Sunday, May 2, 2010

FLASHBACK: Putting Pizazz Into Soaps 1989

Lathering up Producers put pizazz into soaps to keep loyalty of old audience

By Alan Carter
New York Daily News
May 18, 1989

As late as 1969, you wouldn't dare say the word "pregnant" on daytime television. Today, you can practically witness conception-or a fairly convincing facsimile.

What's going on here? Nothing more complicated than savvy salesmanship.

As the daytime audience has dwindled over the last decade, mostly because of a burgeoning female work force, programmers have snazzed up and jazzed up their daytime dramas in an effort to hold onto the old audience.

This approach works. There is evidence that, if the material is sufficiently compelling, even those who go out to work will set their VCRs so they can watch their favorite soaps at night.

At the same time, daytime dramas have attracted a new, hipper, younger audience. Organ music and gossiping over coffee are out; sex, rock music, topical issues are in. Especially this month, which is a "sweeps" month-an important ratings period that is used to determine advertising rates. We can expect even more sex, more adventure, foreign intrigue, more weddings, and more sex. And occasionally they'll throw in a few lines of dialogue.

Cheap talk? No way. It's daytime TV, after all, where the major networks make their major profits. With lower overhead and cheaper production costs than prime time, daytime programing is an industry worth billions of dollars a year.

Okay, advertising revenue has been down slightly as a result of the audience slippage, which means the network profit margin is lower. But the dip hasn't stopped NBC (third in the afternoon ratings race, behind CBS and ABC) from launching a new drama: GENERATIONS. If successful, this half-hour soap could mean more than a $50 million profit for the Peacock Network.

Granted, many of those bucks will result from GENERATIONS following the lead of other soaps by titillating viewers with characters who are apt to appear in compromising positions.

It wasn't always so. Veteran daytime actor Don Hastings (for the last 30 years Dr. Bob Hughes on CBS' AS THE WORLD TURNS) remembers when even actors portraying married couples couldn't be shown in the same bed.

Brian Frons, NBC's vice president for daytime, does concede a small audience erosion. He attributes it to the "independent stations who throw popular movies against us, and to HBO, which is on 24 hours a day. The networks, especially in the afternoon, are basically being nibbled to death by other programing sources."

But JoAnn Emmerich, ABC's senior vice president for daytime programing, says the Nielsens "are not measuring where many people watch soaps. Like in colleges, in hospitals and the many people who watch in offices during their lunch hour. They are not measuring the Mets' locker room-or the Phillies' or the Cardinals' or the New Jersey Devils' or the Cincinnati Bengals.' Lots of people watch the soaps who are never surveyed-lots of rich young men and lots of working women. I would tell the advertising community to take another look."

Ironically, the supposedly dwindling audience has forged changes in the daytime medium. "Stories we used to tell in six months are now told in six weeks," Don Hastings says. "We're a story smorgasbord."

And programmers are now willing to put more meat on the table. Today's daytime dramas have more adult, intelligent fare (the occasional escapist sci-fi clinker notwithstanding). And once-taboo story lines-homosexuality (on AS THE WORLD TURNS), interracial marriage (on GENERAL HOSPITAL, ALL MY CHILDREN and a number of others), as well as an overall increased minority presence (on the new GENERATIONS, which has introduced to daytime audiences a rare black nuclear family)-turn up with more frequency.

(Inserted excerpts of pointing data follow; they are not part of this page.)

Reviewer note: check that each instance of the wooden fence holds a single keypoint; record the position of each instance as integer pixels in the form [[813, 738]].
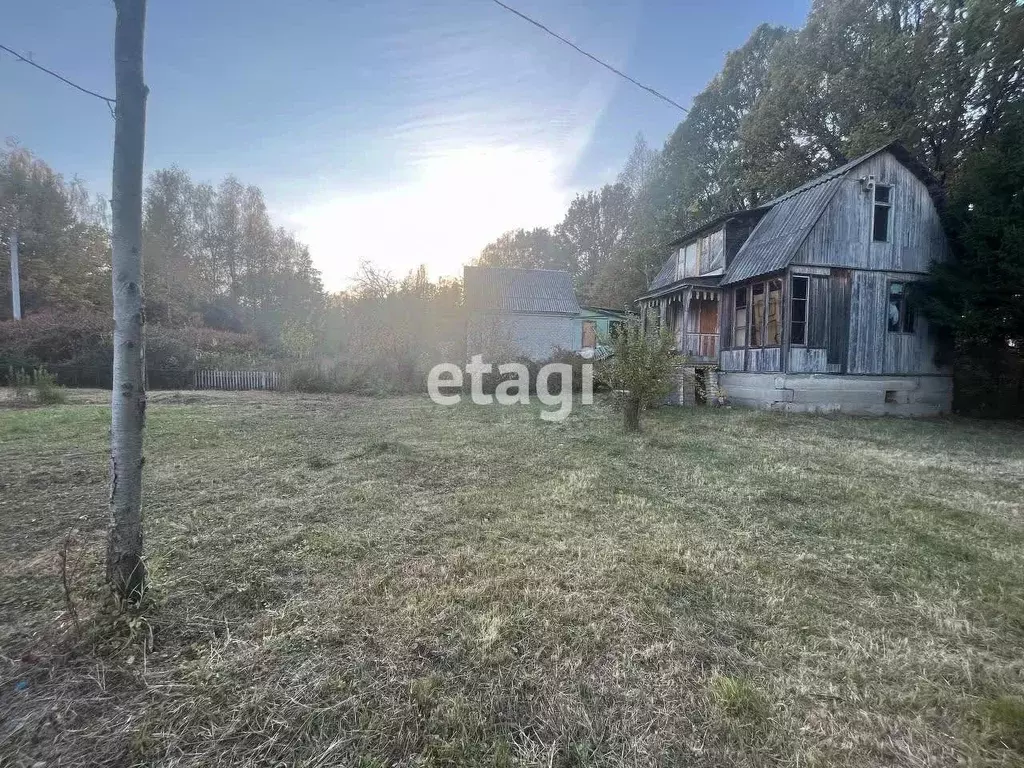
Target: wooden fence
[[238, 380]]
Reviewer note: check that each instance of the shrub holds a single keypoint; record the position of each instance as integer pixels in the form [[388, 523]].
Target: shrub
[[39, 386], [46, 388], [640, 368], [20, 384], [310, 379]]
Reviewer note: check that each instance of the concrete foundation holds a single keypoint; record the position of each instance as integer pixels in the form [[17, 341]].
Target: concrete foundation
[[871, 395], [694, 383]]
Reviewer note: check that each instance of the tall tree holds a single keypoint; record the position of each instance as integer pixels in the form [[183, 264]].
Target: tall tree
[[125, 567], [592, 232], [536, 249], [702, 170], [641, 251]]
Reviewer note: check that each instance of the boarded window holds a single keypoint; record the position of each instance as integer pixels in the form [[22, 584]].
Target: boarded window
[[690, 259], [773, 323], [757, 314], [883, 214], [739, 326], [900, 313], [798, 310]]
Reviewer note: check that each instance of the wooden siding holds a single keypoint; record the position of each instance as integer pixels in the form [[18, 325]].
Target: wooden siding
[[732, 359], [872, 349], [839, 317], [842, 236]]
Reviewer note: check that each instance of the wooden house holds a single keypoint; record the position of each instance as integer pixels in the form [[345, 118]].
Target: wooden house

The reasons, as Frons says, are simple: "It's a competitive time. And no one is going to lie down and concede a single viewer."

Despite the possibly dwindling audience, industry insiders regard the genre's future as bright. MTV has said it intends to create a daily soap, and each network has others in pre-production. NBC is even toying with the idea of an afternoon all-comedy/soap amalgam.

Helen Wagner, for 33 years the matriarch of AS THE WORLD TURNS in the role of Nancy, worked in daytime when the shows were black and white, live and 15 minutes long. She toiled in the medium when the prestige level was low, and has seen all the changes.

Wagner likens the soaps' enduring popularity to the human penchant for a good story: "The tribe will always gather around the fire at night to hear the storyteller weave a tale," she says. "Everyone has a story to tell, and everyone wants to hear our stories."